Scientists extend mice lives by connecting their blood to young ones

Scientists have extended the lives of old mice by connecting their blood vessels to those of young mice, an advance that may lead to new therapies for rejuvenating the body in older individuals.

The process of surgically joining the circulatory systems of a young and old mouse can slow ageing at the cellular level and lengthen the lifespan of the older animal by up to 10 per cent, found researchers, including those from Duke University Medical Center in the US.

The findings, published recently in the journal Nature Aging, suggest that the young may benefit from a cocktail of components and chemicals in their blood that contributes to vitality.

Scientists said these factors could potentially be isolated as therapies for speed healing, to rejuvenate the body and add years to an older individual’s life.

“This is the first evidence that the process, called heterochronic parabiosis, can slow the pace of aging, which is coupled with the extension in lifespan and health,” study senior author James White from the Duke University School of Medicine said.

The study sought to determine whether the benefits of heterochronic parabiosis – performed by surgically fusing two animals of different ages to enable a shared circulatory system – were fleeting or more long-lasting.

Previous studies had documented the anti-ageing benefits in tissues and cells of the older mice after three weeks of parabiosis.

This earlier research showed older mice became more active and their tissue showed evidence of rejuvenation after the process.

“Our thought was, if we see these anti-aging effects in three weeks of parabiosis, what happens if you bring that out to 12 weeks. That’s about 10 per cent of a mouse’s lifespan of three years,” Dr White said.

The young mouse in the study was aged four months and the older mouse was two years of age.

Scientists found that in the follow-up, during a two-month detachment period, the older animals exhibited improved physiological abilities and lived 10 per cent longer than animals that had not undergone the procedure.

Researchers found the rejuvenation effect persisted even after two months of detachment and also observed that the longer the animals shared circulation, the longer the anti-ageing benefits lasted once the two were no longer connected.

At the cellular level too, the parabiosis process appeared to drastically reduce the chemical signatures of blood’s age as well as that of liver tissue.

Researchers also found gene expression changes opposite to ageing, but akin to several lifespan-extending interventions like calorie restriction.

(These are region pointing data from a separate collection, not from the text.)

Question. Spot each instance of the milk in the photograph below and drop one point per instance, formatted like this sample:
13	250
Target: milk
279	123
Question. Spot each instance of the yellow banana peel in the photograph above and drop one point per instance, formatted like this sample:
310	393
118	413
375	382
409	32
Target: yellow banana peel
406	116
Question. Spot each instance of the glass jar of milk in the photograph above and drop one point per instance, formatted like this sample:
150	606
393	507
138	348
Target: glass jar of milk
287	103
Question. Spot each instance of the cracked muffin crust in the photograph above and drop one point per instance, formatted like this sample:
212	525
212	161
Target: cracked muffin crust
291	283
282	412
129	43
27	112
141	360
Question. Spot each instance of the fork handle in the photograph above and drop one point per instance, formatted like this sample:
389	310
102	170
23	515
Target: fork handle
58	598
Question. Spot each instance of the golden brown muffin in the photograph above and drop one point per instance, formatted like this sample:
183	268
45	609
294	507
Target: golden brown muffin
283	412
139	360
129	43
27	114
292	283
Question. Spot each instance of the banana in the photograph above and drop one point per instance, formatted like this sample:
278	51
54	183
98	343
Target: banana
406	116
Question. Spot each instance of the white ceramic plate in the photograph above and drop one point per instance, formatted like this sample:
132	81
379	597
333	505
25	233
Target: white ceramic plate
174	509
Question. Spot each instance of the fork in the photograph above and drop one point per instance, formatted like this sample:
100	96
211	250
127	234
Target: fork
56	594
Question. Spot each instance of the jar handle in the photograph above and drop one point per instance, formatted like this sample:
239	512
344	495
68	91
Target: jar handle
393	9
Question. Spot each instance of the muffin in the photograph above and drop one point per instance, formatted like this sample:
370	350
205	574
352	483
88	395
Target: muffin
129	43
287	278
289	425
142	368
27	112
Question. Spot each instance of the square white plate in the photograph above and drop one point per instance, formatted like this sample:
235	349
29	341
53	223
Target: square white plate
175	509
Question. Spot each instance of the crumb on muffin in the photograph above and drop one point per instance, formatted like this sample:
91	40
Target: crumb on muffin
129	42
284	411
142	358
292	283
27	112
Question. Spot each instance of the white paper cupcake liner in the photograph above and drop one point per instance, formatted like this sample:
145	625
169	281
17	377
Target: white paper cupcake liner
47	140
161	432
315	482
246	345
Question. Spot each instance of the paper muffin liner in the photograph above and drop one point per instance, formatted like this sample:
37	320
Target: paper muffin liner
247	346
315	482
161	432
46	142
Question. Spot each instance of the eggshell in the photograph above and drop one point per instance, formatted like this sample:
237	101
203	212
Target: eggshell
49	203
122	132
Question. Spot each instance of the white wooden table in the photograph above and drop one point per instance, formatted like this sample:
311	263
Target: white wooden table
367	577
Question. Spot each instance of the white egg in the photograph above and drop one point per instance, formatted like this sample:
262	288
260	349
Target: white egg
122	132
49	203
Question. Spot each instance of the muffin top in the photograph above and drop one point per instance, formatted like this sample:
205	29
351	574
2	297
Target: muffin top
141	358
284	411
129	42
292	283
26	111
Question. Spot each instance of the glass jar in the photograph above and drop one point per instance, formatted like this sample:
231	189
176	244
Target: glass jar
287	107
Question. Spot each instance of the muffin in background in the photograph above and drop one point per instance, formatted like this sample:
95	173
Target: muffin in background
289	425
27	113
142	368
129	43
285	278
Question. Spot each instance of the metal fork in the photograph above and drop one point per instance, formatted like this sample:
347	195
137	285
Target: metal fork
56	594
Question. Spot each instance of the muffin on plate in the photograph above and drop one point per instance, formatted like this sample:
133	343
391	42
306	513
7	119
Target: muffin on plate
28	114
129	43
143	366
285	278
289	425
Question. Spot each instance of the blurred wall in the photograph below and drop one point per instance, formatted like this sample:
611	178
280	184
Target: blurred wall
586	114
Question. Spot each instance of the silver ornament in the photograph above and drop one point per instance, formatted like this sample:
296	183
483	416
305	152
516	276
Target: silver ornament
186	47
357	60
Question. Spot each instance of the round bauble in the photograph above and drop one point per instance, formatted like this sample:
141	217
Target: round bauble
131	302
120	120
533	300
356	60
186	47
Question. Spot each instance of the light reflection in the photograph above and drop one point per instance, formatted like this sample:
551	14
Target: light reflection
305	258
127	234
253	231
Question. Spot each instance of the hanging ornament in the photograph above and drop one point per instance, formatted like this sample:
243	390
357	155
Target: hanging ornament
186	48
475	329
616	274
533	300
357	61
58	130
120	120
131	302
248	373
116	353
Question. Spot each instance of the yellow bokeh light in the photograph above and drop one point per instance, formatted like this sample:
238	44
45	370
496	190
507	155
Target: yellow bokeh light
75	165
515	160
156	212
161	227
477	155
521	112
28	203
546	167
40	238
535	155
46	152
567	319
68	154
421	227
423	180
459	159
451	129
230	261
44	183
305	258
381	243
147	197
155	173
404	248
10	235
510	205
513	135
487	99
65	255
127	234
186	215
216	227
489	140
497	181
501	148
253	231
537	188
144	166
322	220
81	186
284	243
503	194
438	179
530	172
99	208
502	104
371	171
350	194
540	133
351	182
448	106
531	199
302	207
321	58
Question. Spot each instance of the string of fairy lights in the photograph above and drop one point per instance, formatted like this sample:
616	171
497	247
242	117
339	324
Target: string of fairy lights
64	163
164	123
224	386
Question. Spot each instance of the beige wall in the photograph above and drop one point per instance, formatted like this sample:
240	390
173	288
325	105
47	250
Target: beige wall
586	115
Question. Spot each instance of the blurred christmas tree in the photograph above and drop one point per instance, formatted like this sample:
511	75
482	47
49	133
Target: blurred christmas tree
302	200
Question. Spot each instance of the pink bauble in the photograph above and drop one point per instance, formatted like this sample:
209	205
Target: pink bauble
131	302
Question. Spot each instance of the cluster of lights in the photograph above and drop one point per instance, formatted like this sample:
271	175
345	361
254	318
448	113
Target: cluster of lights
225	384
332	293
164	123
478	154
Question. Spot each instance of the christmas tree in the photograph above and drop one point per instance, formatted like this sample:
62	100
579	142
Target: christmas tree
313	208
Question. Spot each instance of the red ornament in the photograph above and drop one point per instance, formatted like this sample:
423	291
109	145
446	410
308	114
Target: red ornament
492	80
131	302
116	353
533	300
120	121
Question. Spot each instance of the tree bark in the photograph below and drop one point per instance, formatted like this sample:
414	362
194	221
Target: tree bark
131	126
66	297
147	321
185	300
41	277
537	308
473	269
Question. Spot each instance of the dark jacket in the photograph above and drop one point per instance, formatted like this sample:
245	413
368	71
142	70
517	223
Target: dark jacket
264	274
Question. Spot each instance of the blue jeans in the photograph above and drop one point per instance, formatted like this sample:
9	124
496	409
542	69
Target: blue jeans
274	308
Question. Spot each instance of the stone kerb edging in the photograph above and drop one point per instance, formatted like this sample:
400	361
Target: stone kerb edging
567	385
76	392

However, scientists caution that pairing humans using the parabiosis process is not only impractical, but also unethical since it would mean pairing a 50-year-old with an 18-year-old for about eight years.

They said other anti-ageing strategies, such as calorie restriction, work better to extend longevity in mice.

“Our work points to a need to explore what factors in the circulation of youthful blood cause this anti-aging phenomenon,” Dr White explained.

“The elements that are driving this are what’s important, and they are not yet known. Are they proteins or metabolites? Is it new cells that the young mouse is providing, or does the young mouse simply buffer the old, pro-aging blood? This is what we hope to learn next,” he said.